App Store/ Google Play Store non-guided project

I decided I will do my own project based on the guided project ‘Profitable Apps Guided Project’ with large datasheets instead of the smaller more manageable datasheets in order to see what it would be like. Although I am trying to do the project with Pandas instead and I got stuck trying to separate English and Non-English apps.

I decided to make a function like that of the Guided Project

def ascii(string):
    non_ascii = 0
    
    for character in string:
        if ord(character) > 127:
            non_ascii += 1
            
    if non_ascii > 3:
            
        return False
    else: 
        return True

Although it doesn’t seem to mingle well with Pandas. for when I plug in the data sets into the function I can no longer print df.info:

ios_eng = []
android_eng = []

for app in ios:
    name = ios['App_Name']
    if ascii(name):
        ios_eng.append(app)
        
for app in android:
    name = android['App Name']
    if ascii(name):
        android_eng.append(app)
        
print(ios_eng.info())
print('\n')
print(android_eng.info())

returns

---------------------------------------------------------------------------
AttributeError                            Traceback (most recent call last)
~\AppData\Local\Temp/ipykernel_6700/2693046771.py in <module>
     14         android_eng.append(app)
     15 
---> 16 print(ios_eng.info())
     17 print('\n')
     18 print(android_eng.info())

AttributeError: 'list' object has no attribute 'info'

What would be a better way to separate non-English and English with pandas?

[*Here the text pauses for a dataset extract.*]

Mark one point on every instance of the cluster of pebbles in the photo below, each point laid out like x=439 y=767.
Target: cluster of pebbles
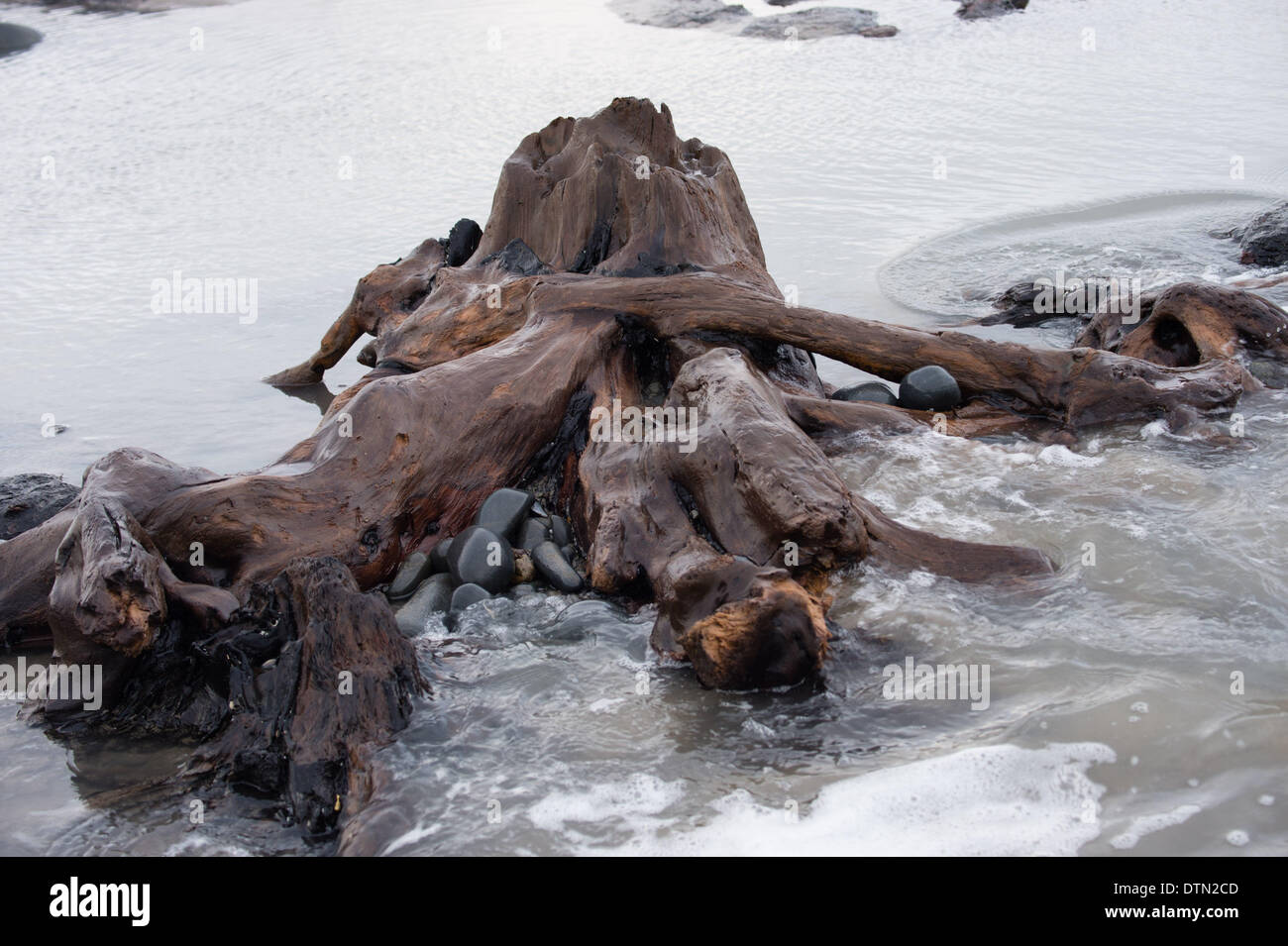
x=928 y=387
x=513 y=541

I may post more here as I run into more challenges with this self-inflicted challenge. Right now I am in the Data cleaning section of the Data Science path, Part 3.

Instead of creating a list, you might want to create a dataframe.
Please do have a look at these link. Might help with your challenge. Good luck.

1 Like

Okay, so I am still running into a bit of an issue going from data set to list to data frame. So now I am trying something a little different. So I want to delete each row that has 3 or more non-ascii characters from the data frame without creating a list. At this point im just experimenting with things and I’ve got this code:

android_eng = android.drop(android[android['App Name'] == (r'[^\x00-\x7F]+') >= 3].index, inplace=True)

ios_eng = ios.drop(ios[ios['App_Name'] == (r'[^\x00-\x7F]+') >= 3].index, inplace=True)

that creates the error:

---------------------------------------------------------------------------
ValueError                                Traceback (most recent call last)
~\AppData\Local\Temp/ipykernel_6700/147107051.py in <module>
      1 ### remove non-english apps
      2 
----> 3 android_eng = android.drop(android[android['App Name'] == (r'[^\x00-\x7F]+') >= 3].index, inplace=True)
      4 
      5 ios_eng = ios.drop(ios[ios['App_Name'] == (r'[^\x00-\x7F]+') >= 3].index, inplace=True)

~\Anaconda3\lib\site-packages\pandas\core\generic.py in __nonzero__(self)
   1535     @final
   1536     def __nonzero__(self):
-> 1537         raise ValueError(
   1538             f"The truth value of a {type(self).__name__} is ambiguous. "
   1539             "Use a.empty, a.bool(), a.item(), a.any() or a.all()."

ValueError: The truth value of a Series is ambiguous. Use a.empty, a.bool(), a.item(), a.any() or a.all().

Looking at the code, it is what I would want to happen, if the name of the app has 3+ non-ascii characters drop the row. although Im not 100% sure how write that and other sources have been focusing on removing characters and not rows.

Okay, so I believe I got it to work to a capacity but it’s not as accurate as I want it.
After cleaning all NaN and non-needed columns I ran the data frames through:


android_eng = android[~android['App Name'].str.contains(r'[^\x00-\x7F]+')]

ios_eng = ios[~ios['App_Name'].str.contains(r'[^\x00-\x7F]+')]

This would work…but It also takes out a lot of data that could be useful i.e. English apps with a few non-ASCII characters. how can I make it more accurate?